Common mistakes and debugging tips

  • Unpinned dependencies: Leads to nondeterministic builds. Fix by pinning and using a lockfile.
  • Layer cache misses: Copying source before installing requirements breaks caching. Copy requirements first.
  • Huge images: Avoid development toolchains in final images; use multi-stage and slim bases.
  • Root user in production: Add a non-root user and proper file permissions.
  • Alpine with Python ML libs: Many ML wheels target glibc, not musl. Prefer debian/ubuntu slim for Python ML stacks.
  • GPU not detected: Ensure NVIDIA drivers + container toolkit on host, use --gpus all, and match CUDA versions with your framework.
  • Port conflicts: Change host port mapping if 8080 is already in use.
  • Timezone/locale surprises: Set environment variables or minimize reliance on system locale/time if needed.
Troubleshooting checklist
  • docker system df to see image layer sizes.
  • docker history myimg:tag to inspect layer-by-layer growth.
  • Run a shell in the image (if available) to verify files and permissions.
  • If using distroless, add debug variants or run tests before switching.
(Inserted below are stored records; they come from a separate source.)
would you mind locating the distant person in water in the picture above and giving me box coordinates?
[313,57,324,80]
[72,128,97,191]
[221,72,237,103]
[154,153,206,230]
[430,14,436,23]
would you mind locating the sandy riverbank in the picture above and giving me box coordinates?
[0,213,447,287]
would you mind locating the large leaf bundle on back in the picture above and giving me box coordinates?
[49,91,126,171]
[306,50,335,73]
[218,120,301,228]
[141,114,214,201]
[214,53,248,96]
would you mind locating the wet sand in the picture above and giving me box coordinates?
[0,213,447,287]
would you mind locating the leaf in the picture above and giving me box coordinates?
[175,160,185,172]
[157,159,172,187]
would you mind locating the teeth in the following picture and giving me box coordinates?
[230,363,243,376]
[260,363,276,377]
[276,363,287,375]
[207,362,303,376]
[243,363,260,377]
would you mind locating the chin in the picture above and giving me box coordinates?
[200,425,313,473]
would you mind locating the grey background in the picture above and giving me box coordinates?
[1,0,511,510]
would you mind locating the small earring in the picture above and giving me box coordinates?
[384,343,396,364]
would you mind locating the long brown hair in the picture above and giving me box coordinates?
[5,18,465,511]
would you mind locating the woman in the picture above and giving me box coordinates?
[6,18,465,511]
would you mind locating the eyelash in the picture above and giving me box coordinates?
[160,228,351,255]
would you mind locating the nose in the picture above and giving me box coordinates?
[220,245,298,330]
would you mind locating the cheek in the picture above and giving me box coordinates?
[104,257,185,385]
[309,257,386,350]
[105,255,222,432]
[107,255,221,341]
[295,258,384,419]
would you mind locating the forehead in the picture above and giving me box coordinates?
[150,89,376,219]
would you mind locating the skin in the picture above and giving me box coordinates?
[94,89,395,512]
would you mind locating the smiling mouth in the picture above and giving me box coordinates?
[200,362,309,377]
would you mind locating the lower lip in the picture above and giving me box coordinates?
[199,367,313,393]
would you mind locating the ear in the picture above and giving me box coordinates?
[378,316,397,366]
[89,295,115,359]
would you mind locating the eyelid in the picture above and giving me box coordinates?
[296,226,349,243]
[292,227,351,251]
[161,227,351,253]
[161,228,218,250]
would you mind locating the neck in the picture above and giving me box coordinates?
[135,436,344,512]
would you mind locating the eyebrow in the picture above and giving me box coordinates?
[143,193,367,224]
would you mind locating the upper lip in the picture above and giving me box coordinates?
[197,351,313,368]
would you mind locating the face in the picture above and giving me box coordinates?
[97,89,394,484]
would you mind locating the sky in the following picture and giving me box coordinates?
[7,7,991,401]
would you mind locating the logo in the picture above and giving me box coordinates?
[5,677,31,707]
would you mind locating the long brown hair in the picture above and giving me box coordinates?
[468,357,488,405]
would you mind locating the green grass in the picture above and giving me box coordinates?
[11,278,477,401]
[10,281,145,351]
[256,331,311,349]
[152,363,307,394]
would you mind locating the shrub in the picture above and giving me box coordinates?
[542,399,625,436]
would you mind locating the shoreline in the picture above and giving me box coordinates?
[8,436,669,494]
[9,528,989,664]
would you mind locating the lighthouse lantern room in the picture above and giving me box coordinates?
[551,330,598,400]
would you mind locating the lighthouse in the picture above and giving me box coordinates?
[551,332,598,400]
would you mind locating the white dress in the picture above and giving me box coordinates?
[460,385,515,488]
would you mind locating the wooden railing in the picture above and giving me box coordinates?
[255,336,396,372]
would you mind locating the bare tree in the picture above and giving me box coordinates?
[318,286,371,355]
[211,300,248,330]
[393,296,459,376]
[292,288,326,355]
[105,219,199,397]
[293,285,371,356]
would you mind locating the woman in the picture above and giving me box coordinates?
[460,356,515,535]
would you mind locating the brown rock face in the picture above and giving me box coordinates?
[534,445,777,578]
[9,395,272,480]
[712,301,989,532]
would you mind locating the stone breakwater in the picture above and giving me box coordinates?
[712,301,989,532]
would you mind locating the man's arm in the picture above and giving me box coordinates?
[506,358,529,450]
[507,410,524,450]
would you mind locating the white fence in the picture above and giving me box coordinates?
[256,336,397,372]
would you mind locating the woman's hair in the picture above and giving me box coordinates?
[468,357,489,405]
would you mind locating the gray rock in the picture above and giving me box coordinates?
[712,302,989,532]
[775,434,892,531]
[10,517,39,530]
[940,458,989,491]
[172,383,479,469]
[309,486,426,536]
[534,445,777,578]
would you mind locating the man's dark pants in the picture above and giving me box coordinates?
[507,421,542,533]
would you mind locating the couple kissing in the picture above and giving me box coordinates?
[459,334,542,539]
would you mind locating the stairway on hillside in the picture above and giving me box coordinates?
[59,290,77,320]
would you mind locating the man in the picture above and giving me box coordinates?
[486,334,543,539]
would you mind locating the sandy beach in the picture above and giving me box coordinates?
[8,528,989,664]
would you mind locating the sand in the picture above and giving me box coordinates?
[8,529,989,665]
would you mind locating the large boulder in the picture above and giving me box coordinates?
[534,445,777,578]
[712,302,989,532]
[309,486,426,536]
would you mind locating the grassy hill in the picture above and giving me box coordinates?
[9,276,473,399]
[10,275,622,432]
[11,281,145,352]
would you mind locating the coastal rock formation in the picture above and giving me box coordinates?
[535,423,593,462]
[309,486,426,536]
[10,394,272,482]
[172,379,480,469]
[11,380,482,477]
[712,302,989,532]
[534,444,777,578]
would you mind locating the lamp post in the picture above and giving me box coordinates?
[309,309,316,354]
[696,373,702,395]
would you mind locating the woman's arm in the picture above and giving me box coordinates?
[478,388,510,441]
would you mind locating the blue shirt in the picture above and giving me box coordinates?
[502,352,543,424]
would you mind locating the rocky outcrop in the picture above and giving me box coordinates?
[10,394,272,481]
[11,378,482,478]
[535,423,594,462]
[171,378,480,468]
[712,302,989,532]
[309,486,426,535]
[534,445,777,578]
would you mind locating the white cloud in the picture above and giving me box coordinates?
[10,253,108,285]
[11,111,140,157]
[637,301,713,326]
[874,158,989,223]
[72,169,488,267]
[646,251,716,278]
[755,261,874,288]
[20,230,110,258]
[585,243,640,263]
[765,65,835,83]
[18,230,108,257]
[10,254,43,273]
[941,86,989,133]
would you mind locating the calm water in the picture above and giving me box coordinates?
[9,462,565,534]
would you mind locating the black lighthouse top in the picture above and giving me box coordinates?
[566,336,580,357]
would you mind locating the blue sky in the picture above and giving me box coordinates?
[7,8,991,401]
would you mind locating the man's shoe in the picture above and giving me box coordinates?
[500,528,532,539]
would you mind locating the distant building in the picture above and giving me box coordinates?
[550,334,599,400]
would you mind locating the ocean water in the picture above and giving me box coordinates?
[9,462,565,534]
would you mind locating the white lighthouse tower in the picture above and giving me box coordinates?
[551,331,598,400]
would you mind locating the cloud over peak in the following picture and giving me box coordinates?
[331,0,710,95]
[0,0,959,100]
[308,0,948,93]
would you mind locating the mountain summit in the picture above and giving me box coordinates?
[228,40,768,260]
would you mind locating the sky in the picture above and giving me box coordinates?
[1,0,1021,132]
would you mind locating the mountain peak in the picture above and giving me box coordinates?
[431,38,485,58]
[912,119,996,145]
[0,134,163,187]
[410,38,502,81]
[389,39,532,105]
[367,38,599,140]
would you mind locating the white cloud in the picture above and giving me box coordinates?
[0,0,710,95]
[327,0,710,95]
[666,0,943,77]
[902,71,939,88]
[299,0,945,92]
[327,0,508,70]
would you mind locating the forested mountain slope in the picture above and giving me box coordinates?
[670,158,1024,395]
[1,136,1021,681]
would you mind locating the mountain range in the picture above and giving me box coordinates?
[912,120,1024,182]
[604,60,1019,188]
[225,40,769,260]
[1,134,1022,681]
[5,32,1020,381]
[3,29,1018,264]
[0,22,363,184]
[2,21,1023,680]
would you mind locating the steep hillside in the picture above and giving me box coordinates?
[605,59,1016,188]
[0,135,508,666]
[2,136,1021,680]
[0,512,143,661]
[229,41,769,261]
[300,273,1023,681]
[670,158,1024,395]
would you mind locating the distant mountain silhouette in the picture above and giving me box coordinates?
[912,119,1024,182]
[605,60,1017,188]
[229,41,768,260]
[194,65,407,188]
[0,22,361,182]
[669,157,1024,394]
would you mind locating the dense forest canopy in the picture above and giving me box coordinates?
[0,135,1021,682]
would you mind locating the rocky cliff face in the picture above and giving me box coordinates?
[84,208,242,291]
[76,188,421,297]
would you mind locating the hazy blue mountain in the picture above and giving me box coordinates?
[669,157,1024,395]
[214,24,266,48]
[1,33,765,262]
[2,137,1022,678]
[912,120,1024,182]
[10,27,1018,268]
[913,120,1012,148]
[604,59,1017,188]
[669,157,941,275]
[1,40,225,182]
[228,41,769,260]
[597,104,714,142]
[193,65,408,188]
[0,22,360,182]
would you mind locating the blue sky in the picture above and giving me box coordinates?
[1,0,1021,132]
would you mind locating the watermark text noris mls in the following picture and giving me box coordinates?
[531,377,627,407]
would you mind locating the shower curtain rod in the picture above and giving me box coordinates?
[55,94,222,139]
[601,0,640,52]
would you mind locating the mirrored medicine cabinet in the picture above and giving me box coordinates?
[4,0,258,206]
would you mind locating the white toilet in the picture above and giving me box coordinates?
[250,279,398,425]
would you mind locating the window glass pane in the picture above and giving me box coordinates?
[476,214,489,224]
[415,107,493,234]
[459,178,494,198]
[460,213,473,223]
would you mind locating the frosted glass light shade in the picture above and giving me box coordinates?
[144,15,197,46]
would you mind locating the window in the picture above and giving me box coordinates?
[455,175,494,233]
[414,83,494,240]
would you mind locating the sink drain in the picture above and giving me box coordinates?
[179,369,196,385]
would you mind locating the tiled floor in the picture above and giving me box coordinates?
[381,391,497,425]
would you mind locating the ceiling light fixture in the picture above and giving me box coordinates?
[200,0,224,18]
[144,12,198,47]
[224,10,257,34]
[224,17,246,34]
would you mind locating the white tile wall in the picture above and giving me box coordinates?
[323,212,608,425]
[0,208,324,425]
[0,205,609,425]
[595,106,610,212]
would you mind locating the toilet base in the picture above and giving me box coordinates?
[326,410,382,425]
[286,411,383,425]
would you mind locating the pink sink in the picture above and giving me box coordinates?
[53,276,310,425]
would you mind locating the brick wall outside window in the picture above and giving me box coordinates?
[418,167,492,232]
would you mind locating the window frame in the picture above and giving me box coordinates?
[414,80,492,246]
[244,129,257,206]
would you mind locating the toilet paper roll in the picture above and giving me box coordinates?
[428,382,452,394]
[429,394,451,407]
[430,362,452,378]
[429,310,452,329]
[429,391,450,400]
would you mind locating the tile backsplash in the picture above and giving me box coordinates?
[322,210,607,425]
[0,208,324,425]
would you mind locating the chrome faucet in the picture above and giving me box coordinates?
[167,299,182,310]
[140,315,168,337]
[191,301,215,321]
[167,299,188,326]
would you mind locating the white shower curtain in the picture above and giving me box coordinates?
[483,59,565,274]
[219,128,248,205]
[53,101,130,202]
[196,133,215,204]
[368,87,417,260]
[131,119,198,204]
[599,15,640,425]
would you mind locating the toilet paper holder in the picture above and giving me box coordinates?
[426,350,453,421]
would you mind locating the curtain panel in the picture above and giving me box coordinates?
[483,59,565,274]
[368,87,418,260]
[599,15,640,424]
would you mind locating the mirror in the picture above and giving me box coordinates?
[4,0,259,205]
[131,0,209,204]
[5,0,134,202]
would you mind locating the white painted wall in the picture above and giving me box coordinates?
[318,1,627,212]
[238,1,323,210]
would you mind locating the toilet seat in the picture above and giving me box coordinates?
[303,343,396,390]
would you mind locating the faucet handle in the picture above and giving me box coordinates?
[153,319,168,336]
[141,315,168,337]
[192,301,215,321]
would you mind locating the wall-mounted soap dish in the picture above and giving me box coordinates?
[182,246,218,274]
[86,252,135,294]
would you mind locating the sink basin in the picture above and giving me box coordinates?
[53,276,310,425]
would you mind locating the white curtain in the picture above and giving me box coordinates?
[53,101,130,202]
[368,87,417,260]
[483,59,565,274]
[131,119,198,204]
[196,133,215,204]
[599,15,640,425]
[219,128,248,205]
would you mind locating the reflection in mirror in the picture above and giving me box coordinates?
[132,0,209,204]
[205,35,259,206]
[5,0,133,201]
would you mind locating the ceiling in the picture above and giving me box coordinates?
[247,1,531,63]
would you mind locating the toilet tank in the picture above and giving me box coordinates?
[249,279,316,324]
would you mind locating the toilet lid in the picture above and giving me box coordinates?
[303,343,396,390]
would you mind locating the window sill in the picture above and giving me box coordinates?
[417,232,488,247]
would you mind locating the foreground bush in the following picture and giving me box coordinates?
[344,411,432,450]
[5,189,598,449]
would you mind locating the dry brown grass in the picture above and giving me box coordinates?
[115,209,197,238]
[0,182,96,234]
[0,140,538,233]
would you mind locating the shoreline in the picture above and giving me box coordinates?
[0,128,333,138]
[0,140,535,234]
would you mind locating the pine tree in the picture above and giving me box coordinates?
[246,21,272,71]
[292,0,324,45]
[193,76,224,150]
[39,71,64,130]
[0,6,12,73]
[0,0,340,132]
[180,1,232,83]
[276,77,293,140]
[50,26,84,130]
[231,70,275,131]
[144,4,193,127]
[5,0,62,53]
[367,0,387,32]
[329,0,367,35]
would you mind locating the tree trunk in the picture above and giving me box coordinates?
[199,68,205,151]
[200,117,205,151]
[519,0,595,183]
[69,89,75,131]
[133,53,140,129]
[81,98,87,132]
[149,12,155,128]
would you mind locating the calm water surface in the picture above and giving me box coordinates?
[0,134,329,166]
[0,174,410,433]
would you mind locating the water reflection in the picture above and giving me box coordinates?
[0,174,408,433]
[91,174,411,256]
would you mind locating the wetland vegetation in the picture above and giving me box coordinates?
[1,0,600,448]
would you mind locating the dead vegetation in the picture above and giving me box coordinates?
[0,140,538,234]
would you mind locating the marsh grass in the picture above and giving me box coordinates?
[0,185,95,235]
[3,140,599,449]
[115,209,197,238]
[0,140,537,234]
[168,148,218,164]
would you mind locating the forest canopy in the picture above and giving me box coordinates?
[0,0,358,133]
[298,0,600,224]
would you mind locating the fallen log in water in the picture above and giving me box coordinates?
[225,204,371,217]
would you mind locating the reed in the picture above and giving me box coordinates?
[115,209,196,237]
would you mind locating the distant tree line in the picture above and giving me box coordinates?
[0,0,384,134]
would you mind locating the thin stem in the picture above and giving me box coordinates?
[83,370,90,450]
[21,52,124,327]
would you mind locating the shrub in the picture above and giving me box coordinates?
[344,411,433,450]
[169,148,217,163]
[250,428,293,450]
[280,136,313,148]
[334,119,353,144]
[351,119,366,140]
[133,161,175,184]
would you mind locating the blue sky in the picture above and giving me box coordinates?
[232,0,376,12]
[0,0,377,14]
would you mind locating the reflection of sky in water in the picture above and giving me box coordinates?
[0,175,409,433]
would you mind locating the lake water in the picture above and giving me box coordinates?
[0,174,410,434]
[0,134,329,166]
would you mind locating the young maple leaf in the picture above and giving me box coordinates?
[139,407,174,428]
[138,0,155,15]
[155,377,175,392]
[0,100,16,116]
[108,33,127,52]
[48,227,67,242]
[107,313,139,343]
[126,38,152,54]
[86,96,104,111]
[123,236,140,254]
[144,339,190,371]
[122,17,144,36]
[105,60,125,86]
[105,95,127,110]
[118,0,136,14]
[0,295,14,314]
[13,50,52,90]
Mini project: Reproducible training-to-serving pipeline

Build a two-image setup: one for training a model and storing the artifact, another for serving that artifact via FastAPI. Orchestrate locally with Docker Compose.

Acceptance criteria
  • Training container exits successfully and writes model.bin to a shared volume.
  • Serving container starts as non-root and loads model.bin on startup.
  • curl request to /predict returns a valid JSON response.
  • Total serving image size under 400 MB (stretch goal: under 250 MB).
  • Security scan shows no critical vulnerabilities in the serving image.
Suggested steps
  1. Create Dockerfile.train and Dockerfile.serve with pinned dependencies.
  2. Use a named volume in Compose to share artifacts.
  3. Add multi-stage to reduce serving image size.
  4. Adopt a tagging scheme and tag both images with version + short SHA.
  5. Run a security scan and fix top issues.

Practical projects

  • CPU-only microservice: Containerize a tiny scikit-learn model with FastAPI and autoscale-ready settings (readiness/health endpoints).
  • GPU inference demo: Torch-based image classifier in a CUDA runtime image; measure latency with and without half-precision.
  • Scheduled batch job: A container that downloads data, retrains nightly, and uploads a model to object storage; include build cache optimization.

Subskills

  • Dockerfiles For Training And Serving: Author cache-friendly, secure Dockerfiles that separate training and serving needs.
  • Image Tagging And Versioning: Tag by semver, date, and commit SHA for traceable rollouts and rollbacks.
  • Dependency Pinning And Lockfiles: Lock every transitive dependency for deterministic builds.
  • GPU Image Basics: Choose correct CUDA bases, validate drivers, and run with --gpus all.
  • Minimizing Image Size: Multi-stage builds, slim bases, and only copying what you need.
  • Security Scanning For Images: Identify and remediate CVEs before shipping.
  • Local Dev With Docker Compose: Spin up training + serving stacks and iterate quickly.

Next steps

  • Harden CI: add build cache, vulnerability scan, and signature/attestation steps.
  • Publish images to a private registry; enforce allowed base images.
  • Connect to your orchestration layer (Kubernetes, ECS, or similar) and add health/readiness probes.